We're all brought up to share and share alike - but are modern mums taking sharing too far? New research reveals young mums under 35 are a whopping five times more to likely discuss intimate parenting and birth issue than their own mothers were.

Or is sharing a good thing between new mums and mums to be?

Or is sharing a good thing between new mums and mums to be?

Among the subjects, young mums are happy to share include the best sex positions to conceive in, whether to wax or shave for birth and even how their vaginas have changed after having children.

For the many of the older generation, this is seen as a step too far, with a third of grans thinking modern mums ‘share way too much’. But as the editor of a parenting site, I see how very valuable this so-called ‘oversharing’ really is. With 91 per cent of young mums happy to share their most personal thoughts and problems, I believe having ‘no filter’ is a good thing and is even improving mums’ mental health.
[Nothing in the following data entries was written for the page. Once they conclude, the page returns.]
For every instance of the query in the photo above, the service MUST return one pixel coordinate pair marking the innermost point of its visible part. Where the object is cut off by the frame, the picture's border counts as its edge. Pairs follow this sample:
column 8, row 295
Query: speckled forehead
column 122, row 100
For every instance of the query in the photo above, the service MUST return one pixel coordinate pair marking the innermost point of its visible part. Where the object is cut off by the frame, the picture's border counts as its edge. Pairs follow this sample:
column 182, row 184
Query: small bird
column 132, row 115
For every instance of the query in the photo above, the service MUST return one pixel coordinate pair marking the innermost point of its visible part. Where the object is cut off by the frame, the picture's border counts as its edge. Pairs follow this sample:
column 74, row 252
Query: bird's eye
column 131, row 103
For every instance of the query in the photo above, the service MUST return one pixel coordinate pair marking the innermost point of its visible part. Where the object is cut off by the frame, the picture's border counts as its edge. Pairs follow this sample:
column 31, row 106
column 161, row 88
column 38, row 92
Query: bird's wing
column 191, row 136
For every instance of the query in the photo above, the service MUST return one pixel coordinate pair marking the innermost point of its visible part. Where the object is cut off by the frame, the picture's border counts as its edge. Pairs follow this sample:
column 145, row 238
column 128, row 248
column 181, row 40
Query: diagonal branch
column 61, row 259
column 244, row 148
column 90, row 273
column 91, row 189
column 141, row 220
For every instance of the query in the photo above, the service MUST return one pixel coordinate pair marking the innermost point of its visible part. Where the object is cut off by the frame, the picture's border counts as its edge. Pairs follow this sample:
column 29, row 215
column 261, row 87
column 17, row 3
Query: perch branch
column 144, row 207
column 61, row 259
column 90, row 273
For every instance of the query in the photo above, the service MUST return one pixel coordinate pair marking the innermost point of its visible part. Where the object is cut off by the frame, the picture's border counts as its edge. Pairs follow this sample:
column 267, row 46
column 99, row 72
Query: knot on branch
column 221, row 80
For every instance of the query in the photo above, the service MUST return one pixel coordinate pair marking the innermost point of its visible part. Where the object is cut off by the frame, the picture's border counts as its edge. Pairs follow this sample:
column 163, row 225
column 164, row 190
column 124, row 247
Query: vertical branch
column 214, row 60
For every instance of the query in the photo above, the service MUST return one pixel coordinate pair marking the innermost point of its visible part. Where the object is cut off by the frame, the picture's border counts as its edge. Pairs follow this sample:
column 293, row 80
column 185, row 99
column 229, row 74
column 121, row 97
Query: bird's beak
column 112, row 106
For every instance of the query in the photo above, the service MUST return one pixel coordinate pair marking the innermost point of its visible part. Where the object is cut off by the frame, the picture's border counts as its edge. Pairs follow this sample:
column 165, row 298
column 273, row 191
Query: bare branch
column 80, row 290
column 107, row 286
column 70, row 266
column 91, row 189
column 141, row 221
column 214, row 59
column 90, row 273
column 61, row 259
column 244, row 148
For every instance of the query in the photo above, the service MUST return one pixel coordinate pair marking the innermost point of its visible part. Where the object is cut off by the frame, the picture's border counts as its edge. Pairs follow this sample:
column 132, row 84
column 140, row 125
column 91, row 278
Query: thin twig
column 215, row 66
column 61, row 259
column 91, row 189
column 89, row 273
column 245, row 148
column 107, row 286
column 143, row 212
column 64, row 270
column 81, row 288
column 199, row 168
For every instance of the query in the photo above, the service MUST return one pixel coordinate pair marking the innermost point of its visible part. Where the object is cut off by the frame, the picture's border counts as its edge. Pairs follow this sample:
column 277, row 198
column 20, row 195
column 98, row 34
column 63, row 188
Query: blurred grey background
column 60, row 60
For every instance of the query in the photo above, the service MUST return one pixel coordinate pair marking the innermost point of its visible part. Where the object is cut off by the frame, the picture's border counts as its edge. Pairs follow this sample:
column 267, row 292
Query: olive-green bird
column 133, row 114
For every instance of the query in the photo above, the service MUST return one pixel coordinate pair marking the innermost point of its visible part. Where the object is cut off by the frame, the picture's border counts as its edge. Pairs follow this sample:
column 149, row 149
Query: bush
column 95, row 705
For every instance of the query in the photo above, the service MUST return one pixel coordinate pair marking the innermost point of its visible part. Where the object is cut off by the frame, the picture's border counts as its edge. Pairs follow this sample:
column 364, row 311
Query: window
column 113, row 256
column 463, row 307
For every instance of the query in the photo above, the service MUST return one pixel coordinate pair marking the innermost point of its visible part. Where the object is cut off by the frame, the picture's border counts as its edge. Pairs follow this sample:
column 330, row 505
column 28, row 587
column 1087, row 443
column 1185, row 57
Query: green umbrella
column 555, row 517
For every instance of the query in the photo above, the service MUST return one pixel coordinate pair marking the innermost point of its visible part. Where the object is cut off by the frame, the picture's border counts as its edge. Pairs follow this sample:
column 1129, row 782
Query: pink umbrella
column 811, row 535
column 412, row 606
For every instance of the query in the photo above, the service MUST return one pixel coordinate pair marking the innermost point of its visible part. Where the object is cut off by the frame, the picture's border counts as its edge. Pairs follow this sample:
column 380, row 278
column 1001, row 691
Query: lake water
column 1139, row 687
In the past, conception, pregnancy and birth were seen as almost shameful and certainly not something to discuss. In the words of one 96-year-old I spoke to this week ‘you just had your baby and got on with it’. But who knows how many mums from the past were left to struggle, masking tears, fears and even post-natal illness, as they weren’t allowed to speak out?

I strongly believe sharing - which is just another word for supporting each other and being honest - is something positive, not something we should be keeping quiet.

Whether you share with friends online, in real life or both, you’re helping to break down barriers, end taboos and ensure all of us are better equipped to cope with the rollercoaster ride of becoming a mum.

Without ‘over-sharing’, all we have to go on are sanitised, expert versions of what parenting should be like. We all know this isn’t reality, and sharing lets mums find out the truth not the ‘textbook.’

We also all know motherhood doesn’t always go to plan, so being able to show and talk about when things aren't quite what we'd expected helps mums to be prepared.

Hearing another mum 'oversharing' is very helpful. For example, you might poo or throw up in in labour. While finding out that fact isn’t great, it helps you and your partner prepare and know it’s normal if it does happen.

And the more we talk about the tough stuff - from infertility to miscarriage to abuse and mental health - the stronger we become in dealing with it.

I’ve seen these countess times, with our miscarriage videos being some of the most-watched on the site as they give comfort and hope to other mums grieving and going through the same process. Is it personal? Absolutely. But is it oversharing to talk about a life-changing event and ask for some support? No, it’s simply human nature to reach out to ask for help. 

Our motto at ChannelMum.com is ‘You Are Not Alone’ and mums need to know whatever they are going through, someone else has experienced the same and is there to support them. The old adage is ‘it takes a village to raise a child’ so by sharing everything that means, we can build a better, more open and more honest world which both children and parents deserve.